Back when men were real men, women were real women, and the Minnesota Vikings were as crazy as the real vikings.

1969, halftime show at a Vikings game: “More than 40,000 watched in disbelief as a hot air balloon carried an 11-year-old boy over the light towers, and eventually dumped him in the icy Minnesota river.”

Wait… WHAT? ?

It was, indeed, a tough act to follow. They say don’t mess with Texas, but I don’t know if anyone outside of sub-Saharan Africa or historical Sparta ever treated children with such blithe indifference for their survival as Minnesotans of a certain era did. I was awarded the Zero Hero patch as a 11-year-old Boy Scout, which involved being given a saw, a sleeping bag, a box of matches, a pound of hamburger, and a loaded .38 revolver and being abandoned in the wilds of Northern Minnesota for 24 hours in sub-zero weather.

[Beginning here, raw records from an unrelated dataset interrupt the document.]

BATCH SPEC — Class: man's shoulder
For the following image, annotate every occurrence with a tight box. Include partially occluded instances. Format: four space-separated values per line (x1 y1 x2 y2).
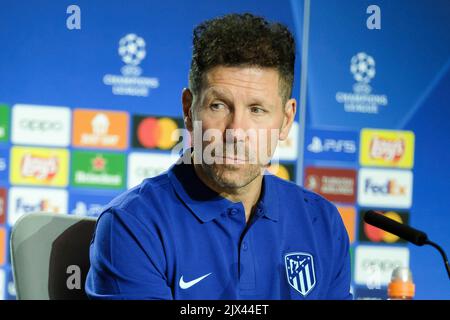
99 171 174 220
267 173 340 221
267 173 334 206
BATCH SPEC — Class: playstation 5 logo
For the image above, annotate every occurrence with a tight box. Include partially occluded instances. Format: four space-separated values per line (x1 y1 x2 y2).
305 129 358 162
307 136 356 154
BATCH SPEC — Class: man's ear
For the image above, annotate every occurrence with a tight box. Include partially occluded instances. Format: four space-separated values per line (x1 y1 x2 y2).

Sub-zero Fahrenheit, to be clear.

No tent, no flashlight, no company. Should probably get your lean-to built before it gets dark, ya know. And if anything goes wrong, just fire three shots in a row. We should be able to hear you from the cabin. Good luck, kid!

I don’t think they have the Zero Hero in Florida. Frankly, if it weren’t for the patch – a polar bear on a light blue background – I’d wonder if I was remembering it all correctly.